What a curious gift to see in a bottle of rum the duality of your ancestry, biological and adopted — the enslaved and the enslaver. To identify with the Africans who were forcefully taken from their homes and families to work in harsh conditions half a world away, and at the same time the Europeans who traded humans for molasses and rum. I want someday to ask Marcus more about this, but today he just had time for a recipe — dark rum (he insisted it must be dark rum), infused with mango, muddled with mint, strained and poured over ice. I’m not one to argue with the chef, especially the one who beat Susur Lee for the Top Chef Master title. (And the drink is delicious.)
Marcus’ mango mojito
- 3 cups cubed mango (from about 4 medium-to-large fruits)
- Dark rum
- Mint leaves
- In a large measuring bowl, place three cups of cubed mango from about 3 or 4 fruits. Fill to 4-cup mark with dark rum (I used Cruzan Rum). Chill overnight or for several days.

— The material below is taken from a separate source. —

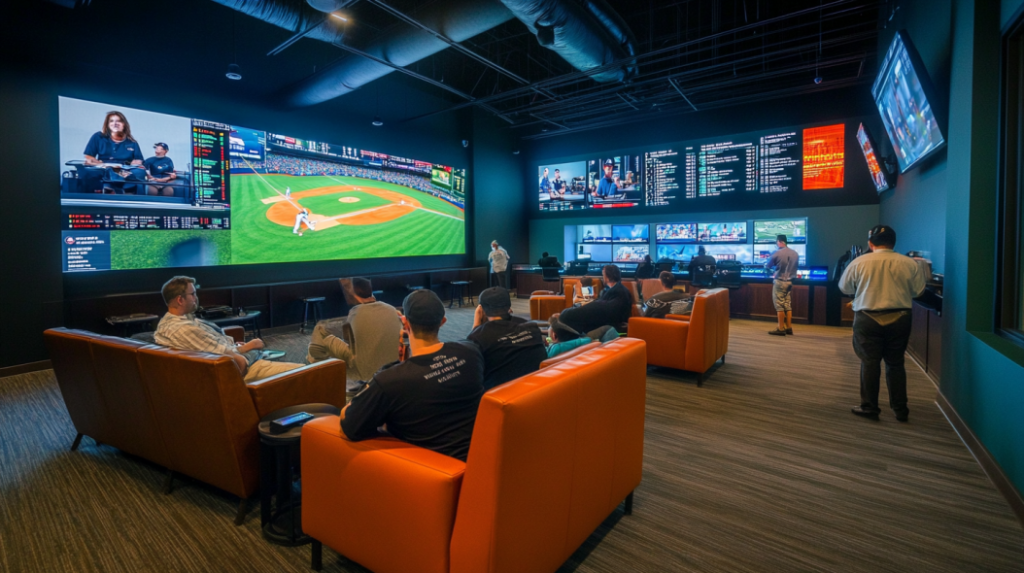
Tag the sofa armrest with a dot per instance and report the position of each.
(666, 340)
(237, 333)
(323, 383)
(384, 503)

- When ready to serve, pull out your favorite highball glass, muddle some mint leaves in the bottom, fill with ice, strain infused mango rum over all, and garnish with mint.

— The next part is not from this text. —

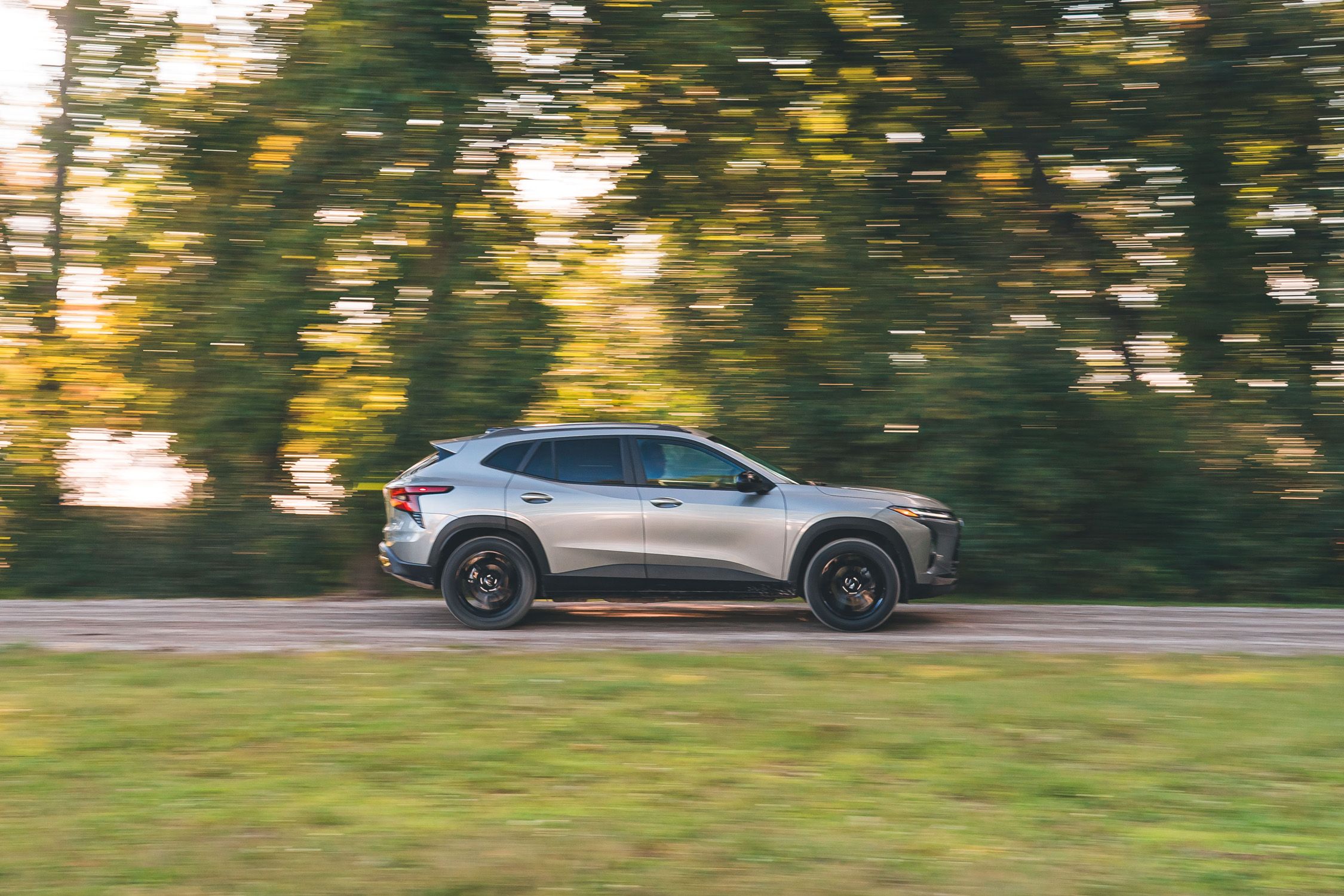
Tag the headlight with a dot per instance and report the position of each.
(923, 514)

Sugar mill mango mint mojito sorbet
In Marcus’ trademark “why do, when you can overdo” spirit (after all, his fried chicken recipe takes three days, my friends, three days to reproduce to his exacting standards), I created a Caribbean mango sorbet using the flavors of his prescribed drink. I kept it kid-friendly, using rum extract, but there’s no reason that if you’re feeding grown-ups, you couldn’t use rum-infused mango chunks from the above drink, folding them into the sorbet while it is still soft.
We call the pit the “mango bone” in our house; it’s a favorite treat of my youngest daughter. When you cut up the fruit, save the mango bones and simmer them in the syrup to intensify the mango flavor. You will need an ice cream mixer for this recipe.
- 1 cup sugar
- 1 cup water
- 2 cups cubed mango (from 3 to 4 fruits), puréed, saving the mango bones
- 2 teaspoons lime juice from 1/2 lime
- 3 or 4 mint leaves, chopped
- 1 teaspoon rum extract (for alcohol-free version) or rum
- In a saucepan over moderate heat, place sugar, water and mango bones. Let come to a boil and cook, stirring occasionally until sugar is dissolved.
- Remove from heat, add lime juice, mint leaves, puréed mango and rum extract and let cool. After at least 15 minutes, strain through a sieve and pour into container of ice cream machine. Follow manufacturer’s instructions from here. Store leftovers, those precious leftovers, in the freezer. Trust me, they won’t last long.